Court Rules Life Without Parole For Juveniles Is Unconstitutional

This article is more than 7 years old.

Sentencing juveniles convicted of murder to life in prison without parole is unconstitutional, the highest court in Massachusetts ruled Tuesday, falling in line with the U.S. Supreme Court.

The Supreme Judicial Court ruled in two cases in which 17-year-olds were convicted of murder, including one that dates to 1981.

The court said in that case that life without parole for "juvenile homicide offenders ... is an unconstitutionally disproportionate punishment when viewed in the context of the unique characteristics of juvenile offenders."

The ruling came in the case of Gregory Diatchenko, who was convicted of first-degree murder for stabbing a man to death in Kenmore Square in Boston in 1981 when he was 17.

Because a juvenile's brain is not fully developed a judge cannot accurately determine whether a juvenile is "irretrievably depraved," the court said in the Diatchenko decision.

The SJC sent the case back to a lower court and said he was eligible for parole.
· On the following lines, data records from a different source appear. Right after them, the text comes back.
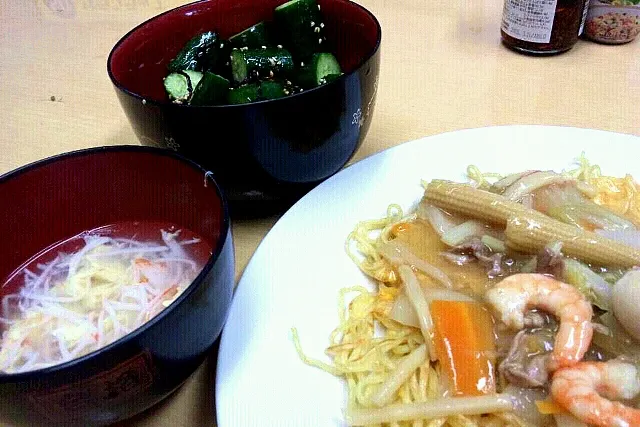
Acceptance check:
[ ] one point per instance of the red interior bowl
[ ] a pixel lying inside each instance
(57, 198)
(138, 62)
(266, 153)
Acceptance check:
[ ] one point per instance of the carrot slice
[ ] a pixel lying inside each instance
(465, 346)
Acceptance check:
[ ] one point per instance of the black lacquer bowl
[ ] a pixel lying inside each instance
(265, 153)
(52, 199)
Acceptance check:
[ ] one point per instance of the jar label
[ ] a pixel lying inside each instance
(529, 20)
(584, 17)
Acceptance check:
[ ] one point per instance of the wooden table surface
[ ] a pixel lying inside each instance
(443, 68)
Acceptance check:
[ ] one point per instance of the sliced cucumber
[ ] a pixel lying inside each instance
(271, 62)
(197, 53)
(211, 90)
(301, 26)
(320, 69)
(179, 85)
(253, 37)
(244, 94)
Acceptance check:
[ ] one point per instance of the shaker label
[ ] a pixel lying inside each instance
(529, 20)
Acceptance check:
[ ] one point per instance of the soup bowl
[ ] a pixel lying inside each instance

The other case involved Marquise Brown, who was convicted last year of first-degree murder for shooting to death another teen in a state park in Framingham in 2009 when he was 17. He has not yet been sentenced.

The U.S. Supreme Court ruled in 2012 that sentencing those under 18 to life without parole violates the Eighth Amendment's prohibition on "cruel and unusual punishments."

Life without parole for a juvenile is "uniquely akin to the death penalty in that both punishments condemn the defendant to die in prison," the high court wrote in the Brown decision.

The state court also urged the state Legislature to create sentencing laws for juveniles convicted of murder.

This article was originally published on December 24, 2013.

This program aired on December 24, 2013. The audio for this program is not available.